Football team attending film study in addition to their regular academic and sports requirements. Photo by Kieren Wilson

Football team attending film study in addition to their regular academic and sports requirements. Photo by Kieren Wilson

By Kieren Wilson

There is a lot of special attention given to student-athletes in today’s society, but is the extra attention more of a burden or an advantage? In my personal opinion I would say it is more of a burden then an advantage. The advantages of being a student-athlete here at Waldorf are very intangible and in most cases do not exist at all.

First I am going to start by listing all of the advantages. As a student-athlete at Waldorf I am getting my tuition paid for which relieves my mother of a big financial headache. I also get to use the weight room and other athletic facilities when I please. That however is as far as it goes. There is no Nike sponsor handing out free athletic gear, there is no gourmet chef preparing healthy choices for our meal plans, and we rarely, if ever, will travel out of state to play an opponent and if we do it will be by a bus not a plane. We do not have million dollar facilities or student-athlete dormitories.

At Waldorf what we do have is a curfew, 5:30 A.M. weight lifting, Sunday weight lifting, meetings, random drug tests, and mandatory study tables. As a student-athlete I am looked at funny when I walk around town because I look as if I “do not belong here.” As a student-athlete my every move is being watched and placed under a microscope much like a convict on parole.
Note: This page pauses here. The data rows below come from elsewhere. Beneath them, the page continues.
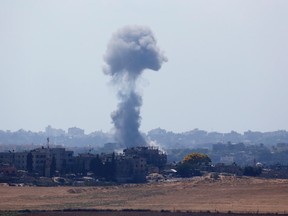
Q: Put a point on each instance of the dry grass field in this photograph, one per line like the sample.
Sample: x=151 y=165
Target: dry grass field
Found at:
x=197 y=194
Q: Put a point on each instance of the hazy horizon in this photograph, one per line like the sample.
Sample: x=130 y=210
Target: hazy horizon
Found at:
x=227 y=67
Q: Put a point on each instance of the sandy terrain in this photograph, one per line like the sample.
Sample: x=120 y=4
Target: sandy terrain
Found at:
x=197 y=194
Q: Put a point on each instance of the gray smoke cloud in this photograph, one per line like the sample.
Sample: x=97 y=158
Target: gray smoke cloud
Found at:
x=131 y=50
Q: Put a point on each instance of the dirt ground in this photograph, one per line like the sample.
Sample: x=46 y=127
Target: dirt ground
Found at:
x=197 y=194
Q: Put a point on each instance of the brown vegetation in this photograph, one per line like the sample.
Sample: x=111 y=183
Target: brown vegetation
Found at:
x=197 y=194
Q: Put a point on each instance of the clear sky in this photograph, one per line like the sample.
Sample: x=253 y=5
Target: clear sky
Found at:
x=227 y=64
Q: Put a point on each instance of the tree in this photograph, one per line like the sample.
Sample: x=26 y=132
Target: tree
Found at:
x=30 y=162
x=53 y=166
x=96 y=166
x=191 y=163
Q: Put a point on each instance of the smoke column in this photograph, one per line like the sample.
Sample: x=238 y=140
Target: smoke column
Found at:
x=131 y=50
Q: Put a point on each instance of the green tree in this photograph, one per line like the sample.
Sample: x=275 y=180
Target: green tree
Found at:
x=53 y=166
x=30 y=162
x=96 y=166
x=191 y=163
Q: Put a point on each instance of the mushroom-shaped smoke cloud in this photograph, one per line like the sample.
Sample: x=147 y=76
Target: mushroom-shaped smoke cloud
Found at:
x=131 y=50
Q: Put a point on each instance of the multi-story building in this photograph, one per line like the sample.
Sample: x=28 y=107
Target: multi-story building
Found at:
x=42 y=159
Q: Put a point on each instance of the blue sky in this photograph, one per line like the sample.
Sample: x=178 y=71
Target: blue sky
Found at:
x=226 y=70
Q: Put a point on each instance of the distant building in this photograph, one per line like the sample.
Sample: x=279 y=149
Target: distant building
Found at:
x=131 y=169
x=53 y=131
x=42 y=159
x=152 y=155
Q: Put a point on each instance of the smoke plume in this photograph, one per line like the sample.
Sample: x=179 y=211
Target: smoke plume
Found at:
x=131 y=50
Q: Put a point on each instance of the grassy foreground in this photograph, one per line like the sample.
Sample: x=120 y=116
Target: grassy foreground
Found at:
x=227 y=194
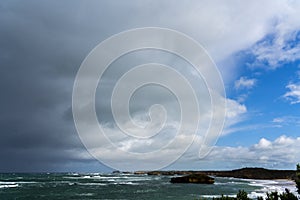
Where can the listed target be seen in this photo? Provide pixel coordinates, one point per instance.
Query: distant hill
(245, 173)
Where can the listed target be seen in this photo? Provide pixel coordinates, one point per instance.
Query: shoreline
(244, 173)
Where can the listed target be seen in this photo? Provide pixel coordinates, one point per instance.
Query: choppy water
(125, 186)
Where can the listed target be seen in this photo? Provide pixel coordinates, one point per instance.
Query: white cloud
(283, 152)
(287, 120)
(293, 95)
(244, 82)
(281, 44)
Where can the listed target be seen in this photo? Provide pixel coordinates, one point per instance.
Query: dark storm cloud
(42, 44)
(41, 47)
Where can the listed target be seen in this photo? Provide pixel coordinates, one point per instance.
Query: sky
(255, 45)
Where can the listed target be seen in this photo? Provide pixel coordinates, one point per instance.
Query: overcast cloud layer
(42, 44)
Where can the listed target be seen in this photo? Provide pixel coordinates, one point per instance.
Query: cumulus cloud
(280, 153)
(245, 82)
(293, 95)
(43, 44)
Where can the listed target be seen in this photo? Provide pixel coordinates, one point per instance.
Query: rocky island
(193, 178)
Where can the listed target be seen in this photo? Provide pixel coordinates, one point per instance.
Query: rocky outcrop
(193, 178)
(246, 173)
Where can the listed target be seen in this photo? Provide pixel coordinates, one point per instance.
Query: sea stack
(193, 178)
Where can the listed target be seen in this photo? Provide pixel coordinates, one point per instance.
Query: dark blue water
(124, 186)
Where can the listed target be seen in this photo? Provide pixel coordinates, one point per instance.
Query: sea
(126, 187)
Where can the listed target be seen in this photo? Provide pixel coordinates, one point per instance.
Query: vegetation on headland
(287, 195)
(245, 173)
(242, 195)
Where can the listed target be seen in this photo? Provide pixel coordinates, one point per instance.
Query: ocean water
(126, 186)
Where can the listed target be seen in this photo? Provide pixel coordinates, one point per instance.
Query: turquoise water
(124, 186)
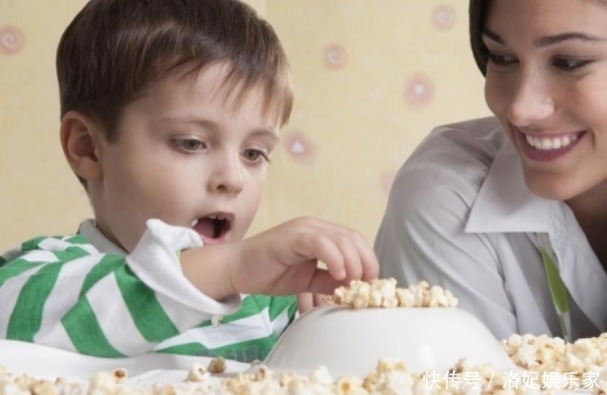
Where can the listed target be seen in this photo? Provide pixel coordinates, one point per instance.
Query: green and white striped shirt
(83, 293)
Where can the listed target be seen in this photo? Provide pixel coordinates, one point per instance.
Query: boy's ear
(79, 140)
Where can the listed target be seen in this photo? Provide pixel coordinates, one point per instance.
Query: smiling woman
(508, 212)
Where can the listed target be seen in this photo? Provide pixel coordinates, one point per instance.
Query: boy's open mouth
(213, 227)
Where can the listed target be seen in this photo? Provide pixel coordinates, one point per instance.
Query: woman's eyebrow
(558, 38)
(547, 40)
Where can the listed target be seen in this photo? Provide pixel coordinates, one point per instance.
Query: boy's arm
(283, 260)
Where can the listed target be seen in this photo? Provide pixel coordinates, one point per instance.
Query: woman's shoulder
(450, 165)
(466, 142)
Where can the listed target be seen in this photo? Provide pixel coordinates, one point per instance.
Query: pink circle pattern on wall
(299, 147)
(419, 90)
(11, 40)
(443, 17)
(334, 56)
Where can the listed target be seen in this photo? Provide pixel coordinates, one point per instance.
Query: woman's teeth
(550, 143)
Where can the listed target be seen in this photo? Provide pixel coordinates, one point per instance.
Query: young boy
(169, 114)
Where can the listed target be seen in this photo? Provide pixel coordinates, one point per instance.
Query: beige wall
(372, 77)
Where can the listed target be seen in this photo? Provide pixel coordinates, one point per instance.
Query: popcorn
(390, 377)
(217, 365)
(384, 293)
(561, 364)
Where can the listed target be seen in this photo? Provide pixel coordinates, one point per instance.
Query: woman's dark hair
(477, 11)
As a student-athlete I will be randomly taken from meetings and escorted and searched for a drug test. All of these requirements and limitations I am willing to go through to do the thing I love.

At a school like Waldorf being a student-athlete is not glamorous, in fact it’s very knitty gritty. I say this because most of the student-athletes here are taking out loans, working a part-time job, or applying for some sort of assisted living programs. We are not here because we are getting a huge amount of scholarship dollars or because we were promised some huge benefits. A school like Waldorf provides an outlet for student-athletes who had almost no other options to do what they love at a four year institution. There isn’t a packed stadium full of fans waiting on game day or an ESPN crew ready to cover the games. What we do have is pure love and passion for our sports. So no, there are not extra benefits to being a student-athlete here at Waldorf. In fact, there are more sacrifices than benefits, but as student-athletes we are willing to endure these sacrifices to continue doing what we love. The sacrifices we encounter bring a sense of pride to being a student-athlete and for our sacrifices we will be better off as people which is the biggest benefit of all.

In retrospect, I guess one could say we do have benefits regular students do not. We learn hard work, discipline, sacrifice, perseverance, and unity. All tools that will make us better individuals to help us succeed after college. We do not have the freedom of spending our time the way we would like or taking road trips on the weekends, but I guess for this we are better off. These sacrifices are what make us student-athletes. “ If it wasn’t for Waldorf I don’t know where I would be right now or what I would be doing. Waldorf gave me a an opportunity to do what I love,” said Jeffery Heflin junior linebacker for the Waldorf football team. At Waldorf we sacrifice who we our now for what we will become later, in the hopes we will become people of high character and leadership.